Volume 21, Number 8 · May 16, 1974

A Great Soviet Psychologist

By David Joravsky
The Working Brain: An Introduction to Neuropsychology
by A.R. Luria, translated by Basil Haigh

Basic Books, 398 pp., $12.50

The Man with a Shattered World: The History of a Brain Wound
by A.R. Luria, translated by Lynn Solotaroff

Basic Books, 166 pp., $6.95

The Nature of Human Conflicts: or Emotion, Conflict and Will
by A.R. Luria, translated by W. Horsley Gantt

Washington Square Press, 432 pp., $1.45 (paper)

Soviet Psychology: Philosophical, Theoretical, and Experimental Issues
by Levy Rahmani

International Universities Press, 440 pp., $17.50

What is distinctively Soviet in Soviet thought?
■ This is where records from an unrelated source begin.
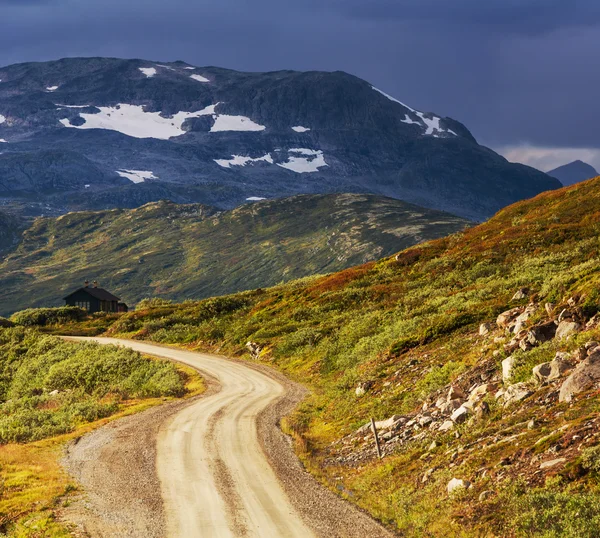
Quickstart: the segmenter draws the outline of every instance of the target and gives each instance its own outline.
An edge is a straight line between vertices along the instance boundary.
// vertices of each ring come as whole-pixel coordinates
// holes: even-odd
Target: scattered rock
[[[561,321],[556,329],[556,338],[559,340],[571,336],[581,330],[581,325],[576,321]]]
[[[433,419],[431,417],[424,416],[419,419],[419,426],[421,426],[422,428],[426,428],[432,422],[433,422]]]
[[[52,392],[48,393],[48,396],[58,396],[60,394],[59,390],[53,390]]]
[[[547,383],[559,379],[563,373],[573,368],[562,356],[557,356],[550,362],[538,364],[533,367],[533,377],[538,383]]]
[[[527,342],[532,346],[539,346],[548,340],[552,340],[556,335],[556,323],[549,321],[532,327],[527,332]]]
[[[533,392],[529,389],[527,384],[515,383],[514,385],[507,387],[506,391],[504,392],[504,405],[508,406],[510,404],[520,402],[532,394]]]
[[[546,313],[552,317],[554,314],[554,309],[556,308],[556,305],[554,303],[546,303],[544,305],[544,308],[546,309]]]
[[[511,301],[522,301],[529,295],[529,288],[520,288],[513,296]]]
[[[489,323],[489,322],[488,323],[482,323],[479,326],[479,336],[487,336],[493,330],[494,330],[494,324],[493,323]]]
[[[464,400],[450,400],[449,402],[446,402],[444,405],[442,405],[442,407],[440,407],[440,411],[446,415],[452,414],[454,413],[454,411],[456,411],[459,407],[462,406]]]
[[[362,383],[359,383],[356,387],[356,390],[354,391],[354,394],[356,394],[356,396],[358,397],[364,396],[367,393],[367,391],[373,387],[373,385],[373,381],[364,381]]]
[[[600,383],[600,352],[580,362],[560,387],[559,401],[570,402],[573,396]]]
[[[469,417],[469,409],[461,405],[450,417],[450,420],[456,424],[462,424]]]
[[[447,490],[448,495],[452,495],[453,493],[457,493],[458,491],[463,491],[471,487],[471,482],[468,480],[463,480],[462,478],[453,478],[448,482]]]
[[[536,310],[537,310],[537,305],[535,305],[535,304],[528,305],[525,308],[525,310],[523,311],[523,313],[521,313],[519,316],[517,316],[515,318],[515,324],[512,327],[511,332],[513,332],[514,334],[518,334],[523,329],[523,326],[525,325],[525,323],[527,323],[529,318],[531,316],[533,316],[533,314],[535,313]],[[509,329],[510,329],[510,327],[509,327]]]
[[[502,380],[509,381],[515,368],[514,357],[508,357],[502,361]]]
[[[481,502],[485,501],[486,499],[489,499],[490,497],[493,497],[493,495],[494,495],[494,492],[491,491],[491,490],[489,490],[489,489],[486,490],[486,491],[482,491],[479,494],[479,502],[481,503]]]
[[[483,417],[490,414],[490,406],[487,402],[481,402],[475,409],[475,417],[481,420]]]
[[[567,458],[557,458],[555,460],[545,461],[540,464],[540,469],[549,469],[550,467],[555,467],[556,465],[560,465],[567,461]]]
[[[537,422],[535,420],[535,418],[532,418],[528,423],[527,423],[527,429],[528,430],[535,430],[535,428],[537,427]]]
[[[465,393],[459,387],[452,386],[448,391],[448,397],[446,400],[451,402],[452,400],[464,400],[465,398]]]
[[[446,420],[441,426],[439,431],[441,432],[448,432],[450,431],[452,428],[454,428],[454,422],[452,422],[451,420]]]
[[[258,360],[260,358],[260,354],[263,350],[261,346],[259,346],[256,342],[246,342],[246,348],[250,351],[250,356],[254,360]]]
[[[502,312],[496,318],[496,325],[501,329],[507,329],[511,324],[514,324],[515,319],[520,316],[525,309],[522,306],[518,306],[516,308],[511,308],[506,312]]]

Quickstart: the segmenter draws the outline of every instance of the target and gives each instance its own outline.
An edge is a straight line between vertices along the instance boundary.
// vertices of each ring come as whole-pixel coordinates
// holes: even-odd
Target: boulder
[[[433,422],[433,419],[427,415],[421,417],[419,419],[419,426],[426,428],[427,426],[429,426],[431,423]]]
[[[461,390],[460,387],[452,386],[448,391],[448,397],[446,398],[446,400],[450,402],[452,400],[464,400],[465,398],[465,393]]]
[[[354,394],[356,394],[358,397],[364,396],[373,385],[373,381],[363,381],[357,385],[356,389],[354,390]]]
[[[481,402],[475,409],[475,417],[478,420],[481,420],[483,417],[486,417],[490,414],[490,406],[487,402]]]
[[[550,467],[555,467],[556,465],[560,465],[561,463],[565,463],[567,458],[557,458],[555,460],[545,461],[540,464],[540,469],[549,469]]]
[[[448,482],[446,489],[448,490],[448,495],[452,495],[454,493],[458,493],[459,491],[464,491],[471,487],[471,482],[468,480],[463,480],[462,478],[453,478]]]
[[[538,364],[533,367],[533,377],[538,383],[548,383],[559,379],[563,373],[573,368],[571,363],[565,361],[562,356],[557,356],[550,362]]]
[[[454,428],[454,422],[452,422],[451,420],[446,420],[441,426],[439,431],[441,432],[448,432],[450,431],[452,428]]]
[[[544,308],[546,309],[546,314],[548,314],[550,317],[552,317],[552,315],[554,314],[554,309],[556,308],[556,305],[554,303],[546,303],[544,305]]]
[[[533,392],[525,383],[515,383],[514,385],[510,385],[510,387],[507,387],[506,391],[504,391],[504,406],[506,407],[513,403],[520,402],[532,394]]]
[[[559,340],[571,336],[581,330],[581,325],[576,321],[561,321],[556,328],[556,338]]]
[[[260,354],[263,350],[261,346],[259,346],[256,342],[246,342],[246,348],[250,351],[250,356],[254,360],[258,360],[260,358]]]
[[[461,405],[454,413],[452,413],[450,420],[455,424],[462,424],[469,417],[469,408]]]
[[[536,325],[527,331],[526,339],[532,346],[539,346],[548,340],[552,340],[556,335],[556,323],[549,321]]]
[[[523,330],[525,323],[527,323],[529,318],[531,316],[533,316],[533,314],[535,314],[536,310],[537,310],[537,305],[535,305],[535,304],[528,305],[527,308],[525,308],[525,310],[515,318],[514,326],[511,329],[512,332],[514,334],[518,334],[521,330]],[[510,327],[509,327],[509,329],[510,329]]]
[[[515,292],[512,296],[511,301],[522,301],[523,299],[527,299],[529,295],[529,288],[521,288]]]
[[[570,402],[573,396],[600,385],[600,352],[580,362],[565,379],[558,396],[561,402]]]
[[[475,404],[479,400],[485,398],[488,393],[492,392],[497,387],[495,385],[491,385],[490,383],[486,383],[485,385],[479,385],[475,387],[470,393],[467,402],[469,404]]]
[[[504,381],[510,381],[512,377],[513,370],[515,368],[515,359],[514,357],[507,357],[502,361],[502,379]]]
[[[502,312],[502,314],[496,318],[496,325],[501,329],[507,329],[524,310],[525,309],[522,306],[518,306],[516,308],[511,308],[506,312]]]
[[[440,411],[444,414],[453,413],[463,404],[463,401],[464,400],[458,398],[456,400],[450,400],[440,407]]]
[[[494,324],[493,323],[489,323],[489,322],[488,323],[482,323],[479,326],[479,336],[487,336],[493,330],[494,330]]]
[[[390,418],[388,418],[386,420],[380,420],[378,422],[375,422],[375,427],[379,431],[393,430],[393,429],[396,429],[401,424],[404,424],[404,422],[406,422],[405,417],[403,417],[401,415],[392,415]]]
The usual answer, Marxism-Leninism, creates more awkward problems than it resolves, especially when the influence of that parochial ideology is sought in a universally respected scholar such as the psychologist Alexander Luria. The Working Brain, his eleventh book in English, has no references to Marx or Lenin. His first, The Nature of Human Conflicts, originally published in 1932 and now reprinted for the fourth time, has a fragmentary quote from a Marx who may be Karl—it is too tiny to be identified. And quotations aside, no characteristic ideas of Marx or Lenin can be discovered in either book.